Running a local instance of grlc, I see these kind of errors in the application logs:

/usr/local/lib/python3.6/site-packages/grlc/fileLoaders.py:272: YAMLLoadWarning: calling yaml.load() without Loader=... is deprecated, as the default Loader is unsafe. Please read https://msg.pyyaml.org/load for full details.
  self.spec = yaml.load(resp.text)
/usr/local/lib/python3.6/site-packages/grlc/gquery.py:277: YAMLLoadWarning: calling yaml.load() without Loader=... is deprecated, as the default Loader is unsafe.
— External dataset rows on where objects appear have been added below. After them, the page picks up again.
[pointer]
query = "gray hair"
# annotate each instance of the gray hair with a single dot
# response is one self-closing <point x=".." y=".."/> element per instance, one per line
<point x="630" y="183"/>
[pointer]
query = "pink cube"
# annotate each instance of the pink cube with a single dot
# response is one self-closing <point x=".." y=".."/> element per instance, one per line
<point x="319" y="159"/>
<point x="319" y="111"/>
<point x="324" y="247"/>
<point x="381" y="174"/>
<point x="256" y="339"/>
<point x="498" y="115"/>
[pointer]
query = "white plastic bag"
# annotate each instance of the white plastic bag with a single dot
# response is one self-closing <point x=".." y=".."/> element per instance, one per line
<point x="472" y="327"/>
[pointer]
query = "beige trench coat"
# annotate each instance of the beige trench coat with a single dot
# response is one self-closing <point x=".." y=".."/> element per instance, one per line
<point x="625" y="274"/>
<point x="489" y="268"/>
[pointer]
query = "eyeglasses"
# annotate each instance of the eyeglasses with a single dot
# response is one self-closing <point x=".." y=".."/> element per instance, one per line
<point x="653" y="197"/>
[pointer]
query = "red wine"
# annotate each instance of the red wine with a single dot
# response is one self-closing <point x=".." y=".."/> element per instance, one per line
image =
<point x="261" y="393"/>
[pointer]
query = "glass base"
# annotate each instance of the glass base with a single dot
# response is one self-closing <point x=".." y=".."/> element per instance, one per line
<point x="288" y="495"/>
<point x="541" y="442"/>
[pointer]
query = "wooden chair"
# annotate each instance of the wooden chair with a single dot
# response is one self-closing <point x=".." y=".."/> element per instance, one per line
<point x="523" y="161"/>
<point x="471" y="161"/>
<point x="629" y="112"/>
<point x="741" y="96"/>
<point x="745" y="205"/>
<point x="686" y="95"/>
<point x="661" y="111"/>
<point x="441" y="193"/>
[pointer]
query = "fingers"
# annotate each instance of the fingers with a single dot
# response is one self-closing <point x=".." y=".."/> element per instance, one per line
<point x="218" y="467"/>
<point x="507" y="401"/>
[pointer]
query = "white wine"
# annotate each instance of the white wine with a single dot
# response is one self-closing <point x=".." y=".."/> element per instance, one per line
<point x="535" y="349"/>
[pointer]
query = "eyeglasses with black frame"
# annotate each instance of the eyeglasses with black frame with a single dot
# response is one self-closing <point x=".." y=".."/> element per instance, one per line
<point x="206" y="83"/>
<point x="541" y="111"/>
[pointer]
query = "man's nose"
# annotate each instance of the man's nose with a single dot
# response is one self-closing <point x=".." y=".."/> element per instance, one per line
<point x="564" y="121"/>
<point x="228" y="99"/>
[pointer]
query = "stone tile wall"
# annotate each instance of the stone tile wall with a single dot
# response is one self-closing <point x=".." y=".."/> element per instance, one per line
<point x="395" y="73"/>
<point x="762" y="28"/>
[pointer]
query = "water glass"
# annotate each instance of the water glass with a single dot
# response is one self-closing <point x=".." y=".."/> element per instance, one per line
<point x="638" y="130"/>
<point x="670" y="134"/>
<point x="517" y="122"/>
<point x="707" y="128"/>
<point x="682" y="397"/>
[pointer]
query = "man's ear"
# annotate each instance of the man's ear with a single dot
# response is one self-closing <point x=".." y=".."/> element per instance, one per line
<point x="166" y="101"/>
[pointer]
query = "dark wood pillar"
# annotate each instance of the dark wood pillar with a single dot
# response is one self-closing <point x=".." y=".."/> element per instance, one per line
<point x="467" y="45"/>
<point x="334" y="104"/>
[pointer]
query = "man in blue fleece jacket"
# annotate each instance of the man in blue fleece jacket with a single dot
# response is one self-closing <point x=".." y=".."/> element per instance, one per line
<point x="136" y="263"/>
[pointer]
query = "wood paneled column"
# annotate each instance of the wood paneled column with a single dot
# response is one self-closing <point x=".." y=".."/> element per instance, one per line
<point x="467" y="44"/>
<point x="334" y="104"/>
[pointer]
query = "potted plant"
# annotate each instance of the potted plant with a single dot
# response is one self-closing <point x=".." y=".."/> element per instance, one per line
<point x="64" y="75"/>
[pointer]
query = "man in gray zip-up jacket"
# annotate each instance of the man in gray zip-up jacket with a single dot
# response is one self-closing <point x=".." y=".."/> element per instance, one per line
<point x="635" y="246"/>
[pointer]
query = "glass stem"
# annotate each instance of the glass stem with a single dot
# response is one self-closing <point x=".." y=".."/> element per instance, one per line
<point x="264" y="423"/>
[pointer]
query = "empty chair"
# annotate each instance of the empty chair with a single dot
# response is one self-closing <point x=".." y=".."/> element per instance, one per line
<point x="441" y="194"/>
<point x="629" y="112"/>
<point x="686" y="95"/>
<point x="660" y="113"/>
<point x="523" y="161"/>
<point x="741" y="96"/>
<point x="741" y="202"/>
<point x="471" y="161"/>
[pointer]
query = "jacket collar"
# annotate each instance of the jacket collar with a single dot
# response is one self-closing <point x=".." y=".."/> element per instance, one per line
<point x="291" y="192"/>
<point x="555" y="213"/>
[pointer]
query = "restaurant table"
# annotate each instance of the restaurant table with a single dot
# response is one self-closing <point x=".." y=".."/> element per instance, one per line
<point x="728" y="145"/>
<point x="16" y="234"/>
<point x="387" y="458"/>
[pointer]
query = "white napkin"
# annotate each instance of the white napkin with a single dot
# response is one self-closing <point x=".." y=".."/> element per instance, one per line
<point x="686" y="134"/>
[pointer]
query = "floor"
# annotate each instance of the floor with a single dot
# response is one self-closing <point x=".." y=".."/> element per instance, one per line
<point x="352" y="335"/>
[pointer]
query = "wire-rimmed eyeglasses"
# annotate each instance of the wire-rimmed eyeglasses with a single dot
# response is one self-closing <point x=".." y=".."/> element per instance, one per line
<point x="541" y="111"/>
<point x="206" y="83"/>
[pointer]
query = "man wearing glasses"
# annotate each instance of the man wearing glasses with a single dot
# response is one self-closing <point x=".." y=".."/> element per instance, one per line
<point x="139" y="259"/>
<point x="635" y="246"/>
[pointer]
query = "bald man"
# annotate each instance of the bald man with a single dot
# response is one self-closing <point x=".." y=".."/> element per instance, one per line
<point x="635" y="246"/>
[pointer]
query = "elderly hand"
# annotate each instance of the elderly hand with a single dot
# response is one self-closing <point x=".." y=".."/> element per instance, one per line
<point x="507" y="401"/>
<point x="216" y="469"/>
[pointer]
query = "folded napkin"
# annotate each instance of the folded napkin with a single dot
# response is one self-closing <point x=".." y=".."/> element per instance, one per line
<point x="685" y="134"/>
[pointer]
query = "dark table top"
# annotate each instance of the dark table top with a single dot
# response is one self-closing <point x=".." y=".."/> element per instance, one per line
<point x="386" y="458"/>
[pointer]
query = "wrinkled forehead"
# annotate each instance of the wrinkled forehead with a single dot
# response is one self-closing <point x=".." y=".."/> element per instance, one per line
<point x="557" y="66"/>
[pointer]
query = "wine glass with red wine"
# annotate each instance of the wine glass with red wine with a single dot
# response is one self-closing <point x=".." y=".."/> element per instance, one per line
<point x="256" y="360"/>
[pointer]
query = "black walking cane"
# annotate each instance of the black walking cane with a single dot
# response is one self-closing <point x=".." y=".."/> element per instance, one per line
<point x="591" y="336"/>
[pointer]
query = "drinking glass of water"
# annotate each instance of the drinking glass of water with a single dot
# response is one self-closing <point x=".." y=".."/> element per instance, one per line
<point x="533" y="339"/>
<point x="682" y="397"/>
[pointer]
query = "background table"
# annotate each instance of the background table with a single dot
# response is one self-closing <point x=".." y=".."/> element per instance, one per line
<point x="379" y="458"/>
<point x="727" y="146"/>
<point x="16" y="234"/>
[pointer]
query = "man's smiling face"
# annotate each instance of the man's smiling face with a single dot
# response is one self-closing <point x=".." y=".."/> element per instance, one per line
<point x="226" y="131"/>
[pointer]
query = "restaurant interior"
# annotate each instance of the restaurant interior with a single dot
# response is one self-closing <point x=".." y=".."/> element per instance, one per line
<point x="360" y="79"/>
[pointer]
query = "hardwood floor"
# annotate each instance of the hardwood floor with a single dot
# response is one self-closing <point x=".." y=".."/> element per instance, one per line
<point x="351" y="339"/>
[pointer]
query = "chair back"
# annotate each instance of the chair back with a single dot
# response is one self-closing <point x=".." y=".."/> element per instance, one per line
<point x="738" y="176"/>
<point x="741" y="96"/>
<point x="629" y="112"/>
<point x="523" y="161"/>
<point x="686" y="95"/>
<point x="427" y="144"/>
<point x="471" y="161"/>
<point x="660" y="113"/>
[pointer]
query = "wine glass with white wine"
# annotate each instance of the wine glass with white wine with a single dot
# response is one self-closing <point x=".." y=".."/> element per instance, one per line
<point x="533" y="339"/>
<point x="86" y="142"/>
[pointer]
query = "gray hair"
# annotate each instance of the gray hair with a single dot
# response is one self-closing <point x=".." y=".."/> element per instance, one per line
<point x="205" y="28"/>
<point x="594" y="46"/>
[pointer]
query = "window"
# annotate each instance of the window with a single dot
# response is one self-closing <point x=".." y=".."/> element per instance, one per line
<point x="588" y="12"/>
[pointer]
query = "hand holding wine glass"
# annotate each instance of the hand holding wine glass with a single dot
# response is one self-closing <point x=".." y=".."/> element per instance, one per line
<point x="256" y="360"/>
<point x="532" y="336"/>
Please read https://msg.pyyaml.org/load for full details.
  query_metadata = yaml.load(yaml_string)
ERROR:Exception on /api-url/company-detail [GET]
Traceback (most recent call last):
  File "/usr/local/lib/python3.6/site-packages/flask/app.py", line 2292, in wsgi_app
    response = self.full_dispatch_request()
  File "/usr/local/lib/python3.6/site-packages/flask/app.py", line 1815, in full_dispatch_request
    rv = self.handle_user_exception(e)
  File "/usr/local/lib/python3.6/site-packages/flask_cors/extension.py", line 161, in wrapped_function
    return cors_after_request(app.make_response(f(*args, **kwargs)))
  File "/usr/local/lib/python3.6/site-packages/flask/app.py", line 1718, in handle_user_exception
    reraise(exc_type, exc_value, tb)
  File "/usr/local/lib/python3.6/site-packages/flask/_compat.py", line 35, in reraise
    raise value
  File "/usr/local/lib/python3.6/site-packages/flask/app.py", line 1813, in full_dispatch_request
    rv = self.dispatch_request()
  File "/usr/local/lib/python3.6/site-packages/flask/app.py", line 1799, in dispatch_request
    return self.view_functions[rule.endpoint](**req.view_args)
  File "/usr/local/lib/python3.6/site-packages/grlc/server.py", line 125, in query_param
    return query(user=None, repo=None, query_name=query_name, spec_url=spec_url, content=content)
  File "/usr/local/lib/python3.6/site-packages/grlc/server.py", line 47, in query
    glogger.debug("Request accept header: " + request.headers["Accept"])
  File "/usr/local/lib/python3.6/site-packages/werkzeug/datastructures.py", line 1463, in __getitem__
    return _unicodify_header_value(self.environ["HTTP_" + key])
KeyError: 'HTTP_ACCEPT'

If the accept header is expected/required, it'd be more appropriate to return a 4XX response code.

Otherwise, if no accept header is present, then serve JSON by default.

c-martinez commented 1 year ago

Hi @jaw111, thanks for reporting this.

I think in your example the accept header is present but blank. You are probably right and probably 400 Bad Request would be the most suitable response code?

jaw111 commented 1 year ago

Hi @c-martinez,

If you look at the verbose output, you see there is no accept header in the request.

Setting the header with an empty value will make curl remove the header, not just send a header with a blank value.

See: https://stackoverflow.com/a/7640101/21503085

jaw111 commented 1 year ago

@c-martinez the 406 Not Acceptable response status code would be a more meaningful response than 400 Bad Request.

Though https://developer.mozilla.org/en-US/docs/Web/HTTP/Status/406 suggests:

In practice, this error is very rarely used. Instead of responding using this error code, which would be cryptic for the end user and difficult to fix, servers ignore the relevant header and serve an actual page to the user. It is assumed that even if the user won't be completely happy, they will prefer this to an error code.